To conduct its audit, the IRS is probably going to request the QuickBooks file for the business, if they use QB. The IRS reportedly purchased 800 licenses from QuickBooks for training its auditors. If the client provides his or her QuickBooks file to the IRS auditor, he or she also may be giving the examiner access to more than 1 year's information. Will this lead to more multi-year audits?
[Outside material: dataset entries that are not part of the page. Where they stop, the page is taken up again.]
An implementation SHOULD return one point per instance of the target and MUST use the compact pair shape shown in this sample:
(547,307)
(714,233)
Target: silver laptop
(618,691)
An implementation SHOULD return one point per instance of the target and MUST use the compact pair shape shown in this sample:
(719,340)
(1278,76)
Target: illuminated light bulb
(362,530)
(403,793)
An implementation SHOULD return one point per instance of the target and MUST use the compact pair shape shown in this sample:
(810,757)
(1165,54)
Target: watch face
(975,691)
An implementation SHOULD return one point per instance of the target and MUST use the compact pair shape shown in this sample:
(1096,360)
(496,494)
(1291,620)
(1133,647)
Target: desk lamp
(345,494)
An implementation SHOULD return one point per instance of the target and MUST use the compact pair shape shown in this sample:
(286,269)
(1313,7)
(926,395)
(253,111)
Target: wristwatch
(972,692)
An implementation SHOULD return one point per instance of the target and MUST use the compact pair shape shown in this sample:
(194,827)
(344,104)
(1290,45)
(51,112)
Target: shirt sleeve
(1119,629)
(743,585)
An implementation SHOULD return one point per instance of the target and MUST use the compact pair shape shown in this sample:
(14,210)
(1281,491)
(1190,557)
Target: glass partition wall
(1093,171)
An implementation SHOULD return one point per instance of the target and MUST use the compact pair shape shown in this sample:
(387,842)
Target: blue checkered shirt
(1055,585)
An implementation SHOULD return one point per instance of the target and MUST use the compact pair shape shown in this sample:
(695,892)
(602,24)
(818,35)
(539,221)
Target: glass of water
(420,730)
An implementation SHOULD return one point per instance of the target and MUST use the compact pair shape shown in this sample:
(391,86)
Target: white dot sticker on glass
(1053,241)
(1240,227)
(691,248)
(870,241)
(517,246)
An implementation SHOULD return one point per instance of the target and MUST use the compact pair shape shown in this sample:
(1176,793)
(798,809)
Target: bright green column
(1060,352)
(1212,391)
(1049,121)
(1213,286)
To limit the client's exposure and provide data only between certain dates, perhaps "Data Transfer Utility" will help. I'd be inclined, in most every case, to advise clients to give them printed files rather than computer backup files, but that's a judgement call for each case. Certainly, for those clients who use QB but only provide you with a printout of balance sheet and/or income statement, a head's up now would be wise, and perhaps some current 'consulting' work can be picked up now till tax season starts?

Posted

Another reason behind this, besides the payroll taxes, may be the Heath-Care Bill. This could help them if they go after small businesses to determine if a business is trying to get around the threshhold requiring mandatory employee insurance. Yes, that would be a back door methodology but, if they can push another 10% of the businesses to provide insurance, then that requires less enforcement against individuals not covered that can have negative repercussions politically. Especially if they finally legislate financial penalties against anyone who is not covered by a plan.

And, no, Jainen,I do not hear any black helicopters. I just have a lot of distrust of our government, and that distrust is growing every day, as I listen to the news. Things like hearing the head of the EPA threatening the Congress that if they don't pass the laws she and the President want, she'll do it by fiat. When did our constitution get amended to make a Cabinet Secretary able to pass laws that Congress refuses to pass?